This morning my mother left town, that coupled with the fact that T and I are sick and my hormones are all over the place has made me very blue. Kind of nervous makingly blue. And it has me thinking about my pesky agoraphobia, which has slowly gotten worse since the move to Syracuse.
It isn’t a problem for me to have people over to my house. Over the last year I’ve made one good friend here in sunny Syracuse (hey-one friend a year is really good for me) and most of the time we hang out at my place. Occasionally I will head over to her place, which is doable because it is less than two blocks away. And very occasionally I will take a walk with her and her kids. Luckily we have discussed the agoraphobia, so she understands where my crazy behavior is coming from. She has invited us over to her place for a lovely cook out for friends on Easter, when Z was out of town she invited me over for dinner, two days after T’s birthday (which she gamely attended with her kids) she invited us to her son’s 5th birthday. T and Z attended Easter and the birthday party; I attended none of the above. For Easter and the party I was sick, but even if I wasn’t I don’t think I would have made it. Just thinking about social events where I don’t know people makes my stomach cramp up in fear.
And to be crystal clear this woman is my friend. I thoroughly enjoy her company, the company of her kids and her husband.
I feel so guilty that I can’t seem to reciprocate friendship when it requires me to leave the house. When we lived in Rhode Island and I was in charge of supporting us financially the agoraphobia became more manageable than it had been for years. In order to pay rent I had to go to work. So I went. I even made it to the vast majority of meetings I was required to attend at the regional office, although I made excuses in my head to get out of them up until the moment I got in the car every single time. And getting to work made it easier for me to make it to social events. I had a couple of friends. We socialized. I even went to a lot of Z’s grad school events.
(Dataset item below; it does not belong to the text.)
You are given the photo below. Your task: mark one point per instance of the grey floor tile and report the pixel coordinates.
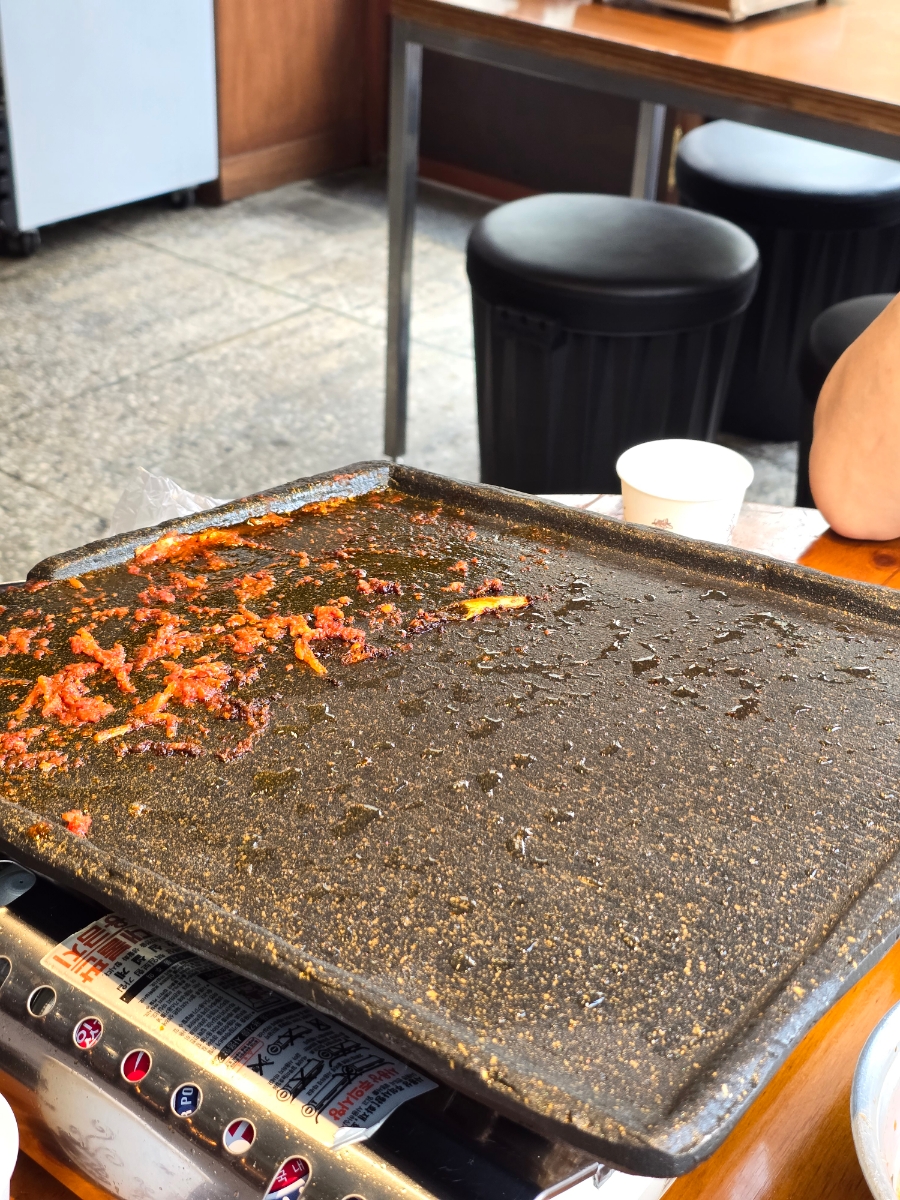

And art school events are trying even to those without agoraphobia.
But there isn’t an imperative that requires me to leave the house any more. And the longer I stay home the harder it gets to leave. I need structure. I need a reason to leave, but it is so easy to ignore that. We love our house. We love our yard. I am happy for the most part. And that is what scares me the most. Being happy to indulge in my agoraphobia is not acceptable. I’m just not sure how to do anything about it.